The foregoing also applies to the Court's even more egregious interrogation of Orejuela. When Orejuela's cross-examination was concluded, the Court attacked his credibility by questions emphasizing his awareness of the nature of cocaine and his failure to observe the pails used in the cocaine manufacturing process despite having been in the apartment on several previous occasions. The Court then proceeded with a number of questions designed to show the inconsistency between the testimony of a DEA agent and the testimony of Orejuela regarding the attire of the four men in Victoria's apartment when the search warrant was executed. The Agent said that the four men were in their underwear, while Orejuela said that he was fully clothed and that the others were wearing "short pants." The Court first repeated the Agent's testimony and then called for Orejuela to repeat his testimony on the subject. After eliciting the discrepancy, the Court said: "So, the agent was wrong?" Following objection, the Court said: "That is the issue," and Orejuela responded to the question: "I don't know, your Honor."
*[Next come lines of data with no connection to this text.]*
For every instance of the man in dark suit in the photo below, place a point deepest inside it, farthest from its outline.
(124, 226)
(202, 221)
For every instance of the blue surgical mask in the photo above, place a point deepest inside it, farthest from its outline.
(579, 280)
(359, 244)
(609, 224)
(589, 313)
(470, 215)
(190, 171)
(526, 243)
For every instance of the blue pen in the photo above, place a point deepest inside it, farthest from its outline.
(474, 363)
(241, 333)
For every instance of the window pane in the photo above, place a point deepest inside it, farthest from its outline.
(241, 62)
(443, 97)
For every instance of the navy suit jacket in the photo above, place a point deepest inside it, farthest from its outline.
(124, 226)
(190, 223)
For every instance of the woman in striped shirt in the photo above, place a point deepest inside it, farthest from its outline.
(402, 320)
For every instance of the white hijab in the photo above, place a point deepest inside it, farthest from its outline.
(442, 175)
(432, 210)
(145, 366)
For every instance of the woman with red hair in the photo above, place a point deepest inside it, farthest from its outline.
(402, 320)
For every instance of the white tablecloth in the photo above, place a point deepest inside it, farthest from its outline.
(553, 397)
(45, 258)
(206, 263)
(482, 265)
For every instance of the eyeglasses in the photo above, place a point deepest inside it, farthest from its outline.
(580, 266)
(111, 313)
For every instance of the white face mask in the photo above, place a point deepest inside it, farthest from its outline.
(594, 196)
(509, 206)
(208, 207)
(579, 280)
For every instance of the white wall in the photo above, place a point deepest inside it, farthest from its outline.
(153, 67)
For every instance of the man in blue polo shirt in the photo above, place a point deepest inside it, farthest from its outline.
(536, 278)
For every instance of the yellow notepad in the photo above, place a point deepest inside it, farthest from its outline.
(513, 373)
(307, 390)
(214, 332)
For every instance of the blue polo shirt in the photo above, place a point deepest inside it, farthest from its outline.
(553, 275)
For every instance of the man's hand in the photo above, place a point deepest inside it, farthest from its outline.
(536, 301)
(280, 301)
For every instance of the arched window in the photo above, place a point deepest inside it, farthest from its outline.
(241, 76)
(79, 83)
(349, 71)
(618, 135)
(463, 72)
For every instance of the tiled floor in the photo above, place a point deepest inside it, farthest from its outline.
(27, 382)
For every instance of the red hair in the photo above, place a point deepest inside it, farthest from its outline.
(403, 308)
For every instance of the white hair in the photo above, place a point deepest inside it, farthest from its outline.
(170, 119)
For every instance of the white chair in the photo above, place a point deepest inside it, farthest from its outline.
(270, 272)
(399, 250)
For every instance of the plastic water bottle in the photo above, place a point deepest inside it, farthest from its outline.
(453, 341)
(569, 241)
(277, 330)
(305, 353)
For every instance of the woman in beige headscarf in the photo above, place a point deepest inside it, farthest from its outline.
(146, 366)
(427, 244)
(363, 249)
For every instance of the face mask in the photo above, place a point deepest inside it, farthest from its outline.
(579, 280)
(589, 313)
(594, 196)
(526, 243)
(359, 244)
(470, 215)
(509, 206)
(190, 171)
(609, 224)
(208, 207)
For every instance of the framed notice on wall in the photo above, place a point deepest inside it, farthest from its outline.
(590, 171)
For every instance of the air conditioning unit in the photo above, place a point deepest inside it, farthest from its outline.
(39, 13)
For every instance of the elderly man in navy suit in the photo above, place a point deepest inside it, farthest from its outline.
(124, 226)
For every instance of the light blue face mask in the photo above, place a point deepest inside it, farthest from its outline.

Because "[d]eterminations of credibility are for the jury; not for witnesses," we have held that "[prosecutorial cross-examination] which compels a defendant to state that law enforcement officers lied in their testimony is improper." United States v. Richter, 826 F.2d 206, 208 (2d Cir. 1987) (citations omitted). It is every bit as improper, and probably more so, for a trial judge to require a witness, especially a defendant, to characterize the testimony of a government agent as right or wrong. This error, combined with the improper interrogation of Orejuela challenging his credibility in regard to his knowledge of cocaine and the pails in the apartment, served to deprive Orejuela of a fair jury trial. As to him also, the Court injected, through questioning, its opinion that he was not worthy of belief.
Reversed and remanded for a new trial.